Evaluation of Feeding a Fibrolytic Enzyme to Lactating Dairy Cows on Their Lactational Performance during Early Lactation
H. H. Titi
Abstract
Twenty eight multiparous lactating cows were utilized in an experiment to evaluate the response to an exogenous fibrolytic enzyme on their lactational performance during early lactation period (in terms of milk production, milk composition, feed intake, milking efficiency, body weight change) and the exact time of this response. Cows were randomized into two groups (14 each) with similar parities and were fed a concentrate ration of barley, ground corn, soybean meal, and wheat bran and roughage ration of alfalfa hay. One of the two groups was supplemented with the fibrolytic enzyme immediately after parturition up to 100 post partum. The experiment was of two phases with 50 days each. The enzyme, which has a cellulase/hemicellulase activity (derived from Trichoderma group), was added to the concentrate part of the ration in a dry powder form. Milk production, 3.5% fat corrected milk, energy corrected milk were higher (p<0.05) for cows fed treated diet.
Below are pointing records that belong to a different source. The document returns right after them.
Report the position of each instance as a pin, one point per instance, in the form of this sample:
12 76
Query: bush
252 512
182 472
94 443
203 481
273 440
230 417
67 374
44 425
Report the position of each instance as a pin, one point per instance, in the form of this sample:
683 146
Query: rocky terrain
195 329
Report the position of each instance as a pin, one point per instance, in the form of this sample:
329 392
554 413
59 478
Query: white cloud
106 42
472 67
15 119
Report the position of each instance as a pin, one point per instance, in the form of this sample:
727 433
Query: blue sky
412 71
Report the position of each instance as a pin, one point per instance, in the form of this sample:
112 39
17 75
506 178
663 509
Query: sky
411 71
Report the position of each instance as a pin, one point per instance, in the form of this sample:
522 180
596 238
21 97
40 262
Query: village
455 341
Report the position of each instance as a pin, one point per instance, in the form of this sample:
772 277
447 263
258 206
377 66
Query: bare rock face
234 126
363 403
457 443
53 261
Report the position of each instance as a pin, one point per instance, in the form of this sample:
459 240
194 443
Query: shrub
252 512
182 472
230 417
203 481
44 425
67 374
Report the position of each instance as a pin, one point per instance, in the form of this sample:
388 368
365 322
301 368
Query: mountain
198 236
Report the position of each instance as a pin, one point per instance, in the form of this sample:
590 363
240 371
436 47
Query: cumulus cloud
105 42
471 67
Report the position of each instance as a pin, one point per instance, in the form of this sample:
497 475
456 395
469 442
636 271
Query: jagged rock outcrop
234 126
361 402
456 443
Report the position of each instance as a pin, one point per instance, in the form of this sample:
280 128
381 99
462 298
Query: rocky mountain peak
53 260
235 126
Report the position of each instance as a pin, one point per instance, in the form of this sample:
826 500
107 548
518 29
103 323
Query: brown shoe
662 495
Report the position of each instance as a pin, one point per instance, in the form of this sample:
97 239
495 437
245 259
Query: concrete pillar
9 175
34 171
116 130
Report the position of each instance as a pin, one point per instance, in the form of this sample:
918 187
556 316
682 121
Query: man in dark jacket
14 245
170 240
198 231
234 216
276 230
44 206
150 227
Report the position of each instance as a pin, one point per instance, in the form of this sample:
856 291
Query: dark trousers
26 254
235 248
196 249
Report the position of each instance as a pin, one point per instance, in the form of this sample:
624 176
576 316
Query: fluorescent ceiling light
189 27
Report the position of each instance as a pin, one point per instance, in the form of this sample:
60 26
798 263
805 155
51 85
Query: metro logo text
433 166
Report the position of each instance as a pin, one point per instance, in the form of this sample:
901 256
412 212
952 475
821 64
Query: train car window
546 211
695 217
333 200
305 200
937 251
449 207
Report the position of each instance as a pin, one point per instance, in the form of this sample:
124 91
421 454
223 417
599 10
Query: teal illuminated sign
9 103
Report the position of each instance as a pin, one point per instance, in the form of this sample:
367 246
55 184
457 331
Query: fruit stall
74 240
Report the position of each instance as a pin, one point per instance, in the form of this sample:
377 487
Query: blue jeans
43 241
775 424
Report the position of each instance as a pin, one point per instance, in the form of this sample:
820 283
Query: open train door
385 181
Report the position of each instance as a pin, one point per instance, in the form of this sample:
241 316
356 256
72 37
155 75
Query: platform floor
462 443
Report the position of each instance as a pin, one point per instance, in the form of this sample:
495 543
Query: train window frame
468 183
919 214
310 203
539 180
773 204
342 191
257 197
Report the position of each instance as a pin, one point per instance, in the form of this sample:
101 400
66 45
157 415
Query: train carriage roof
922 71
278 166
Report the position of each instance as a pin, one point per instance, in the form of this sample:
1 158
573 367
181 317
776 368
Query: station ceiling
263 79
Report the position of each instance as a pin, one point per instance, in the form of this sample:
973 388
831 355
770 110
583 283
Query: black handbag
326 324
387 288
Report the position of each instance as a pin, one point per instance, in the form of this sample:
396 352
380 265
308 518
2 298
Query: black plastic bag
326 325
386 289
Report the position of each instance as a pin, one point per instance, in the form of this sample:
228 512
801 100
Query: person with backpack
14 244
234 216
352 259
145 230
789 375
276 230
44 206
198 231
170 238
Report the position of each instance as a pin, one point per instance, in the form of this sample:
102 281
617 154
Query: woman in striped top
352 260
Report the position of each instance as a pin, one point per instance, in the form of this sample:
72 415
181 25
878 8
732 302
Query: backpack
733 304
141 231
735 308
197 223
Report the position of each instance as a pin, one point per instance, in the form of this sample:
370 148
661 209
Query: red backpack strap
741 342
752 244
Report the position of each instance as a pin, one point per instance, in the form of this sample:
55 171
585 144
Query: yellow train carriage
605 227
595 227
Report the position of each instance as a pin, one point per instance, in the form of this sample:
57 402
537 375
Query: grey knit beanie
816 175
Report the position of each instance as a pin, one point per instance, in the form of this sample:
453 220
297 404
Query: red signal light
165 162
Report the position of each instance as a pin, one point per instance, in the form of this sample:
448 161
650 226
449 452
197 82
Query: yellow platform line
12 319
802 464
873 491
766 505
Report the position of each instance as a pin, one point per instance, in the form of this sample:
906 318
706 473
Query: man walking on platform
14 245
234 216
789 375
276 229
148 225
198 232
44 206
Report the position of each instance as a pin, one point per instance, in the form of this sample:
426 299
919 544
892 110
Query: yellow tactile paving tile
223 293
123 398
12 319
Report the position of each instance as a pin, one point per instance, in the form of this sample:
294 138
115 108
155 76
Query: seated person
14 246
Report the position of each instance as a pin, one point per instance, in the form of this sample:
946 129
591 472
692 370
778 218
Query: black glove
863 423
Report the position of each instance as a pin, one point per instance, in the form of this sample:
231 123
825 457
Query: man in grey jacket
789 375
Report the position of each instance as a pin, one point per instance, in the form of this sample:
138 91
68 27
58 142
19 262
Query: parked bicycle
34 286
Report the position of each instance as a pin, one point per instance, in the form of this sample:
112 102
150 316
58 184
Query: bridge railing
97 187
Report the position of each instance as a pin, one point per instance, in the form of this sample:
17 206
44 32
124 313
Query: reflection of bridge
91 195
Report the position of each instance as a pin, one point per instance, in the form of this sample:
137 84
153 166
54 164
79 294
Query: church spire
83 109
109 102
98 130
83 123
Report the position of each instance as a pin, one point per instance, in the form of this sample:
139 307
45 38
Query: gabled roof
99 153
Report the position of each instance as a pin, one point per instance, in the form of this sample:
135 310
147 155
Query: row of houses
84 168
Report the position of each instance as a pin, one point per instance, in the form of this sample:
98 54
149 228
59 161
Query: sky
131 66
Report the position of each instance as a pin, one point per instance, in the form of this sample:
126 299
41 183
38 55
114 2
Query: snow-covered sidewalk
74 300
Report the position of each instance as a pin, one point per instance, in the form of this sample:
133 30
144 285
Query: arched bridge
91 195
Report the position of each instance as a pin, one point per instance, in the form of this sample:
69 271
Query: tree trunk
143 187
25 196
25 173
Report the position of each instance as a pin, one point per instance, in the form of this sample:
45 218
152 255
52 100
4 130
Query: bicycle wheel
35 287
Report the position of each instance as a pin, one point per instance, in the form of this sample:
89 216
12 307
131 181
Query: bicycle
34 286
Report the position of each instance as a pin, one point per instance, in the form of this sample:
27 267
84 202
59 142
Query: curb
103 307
At the same time, No differences were observed in percentages of milk components, feed intake, body weight, body weight change, or rectal temperature for the whole experimental period or during any of the two phases. Efficiency of milk production was higher (p<0.05) for treatment group cows than for that of the control ones. However, efficiency was better during the second phase than during the first phase. Feeding enzyme treated diets to dairy cows improved lactational performance during early 100 day of the lactation period. However, the first 50 days of lactation looked to be the critical.